Cervantes era un gran humorista, y por eso puso en boca del caballero andante palabras de tanta hidalguía. 

¿Qué le importaba a Sancho la libertad si lo suyo era atragantarse, comer hasta por los codos, folgar o roncar a pierna suelta? Reconozcámoslo, maravilloso el discurso de don Miguel, también llamado el «manco de Lepanto», como sabes, por haber perdido una mano batallando en guerras ajenas para matar el hambre. 

Oigamos: «La libertad, Sancho, es uno de los más preciosos dones que a los hombres dieron los cielos; con ella no pueden igualarse los tesoros que encierra la tierra ni el mar encubre; por la libertad, así como por la honra, se puede y debe aventurar la vida, y, por el contrario, el cautiverio es el mayor mal que puede venir a los hombres…». 

Bien conocía Cervantes esto de estar en cautiverio, pues estuvo cinco años y medio en poder de los otomanos. Fíjate, Laureano, en la dualidad del discurso: mucho vale la libertad, pero mucho asfixia el cautiverio. ¿Qué tenía que buscar él en un lugar tan remoto como Lepanto, combatiendo con guerreros desalmados? Suerte tuvo, porque perdida la mano izquierda de un arcabuzazo, le quedó la derecha para garabatear el Quijote. 

Cervantes nos metió en este laberinto del amor desmedido a la libertad y del horror al cautiverio, tanto más en esta época del humanismo del siglo XXI simbolizado por la garra de hierro, o garrapiño por otro nombre. ¡Qué catástrofe, Laureano, quieren prohibir la risa! ¡Venezuela convertida en purgatorio de almas en pena! Te lo dije navegando por las islas del mar Egeo, y te lo repetí cuando fuimos a consultar el Oráculo de Delfos, en el monte Parnaso, y nos inflamó tanto el espíritu con sus predicciones que nos dedicamos a beber vino hasta el punto de no saber, al final, si habíamos hablado con el oráculo o con su sombra. 

De todos modos, Laureano, dedícate a la poesía, pero cuídate, no obstante, de metáforas, metonimias y sinécdoques porque los inspectores del Ministerio de la Verdad no entienden de retórica. (Ars bene dicendi). Olvídate de los relojes, que nadie los puede detener, sean de arena, sean de sol, sean de piedra.
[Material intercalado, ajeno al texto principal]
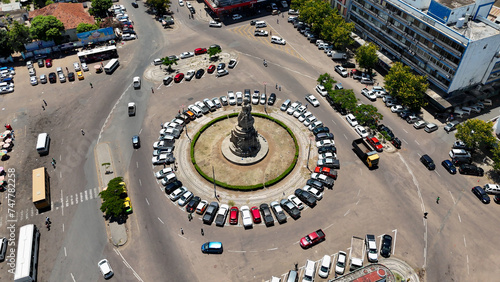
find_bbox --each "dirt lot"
[195,117,295,185]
Escribe poesía como Bécquer, pero cuídate de recitar aquello de: «¿Volverán las oscuras golondrinas / en tu balcón sus nidos a colgar?». 

No, no lo hagas, porque son tan imaginativos que te pueden imputar por promover el regreso al poder del traidor José Antonio Páez. O de defender los derechos de Fernando VII.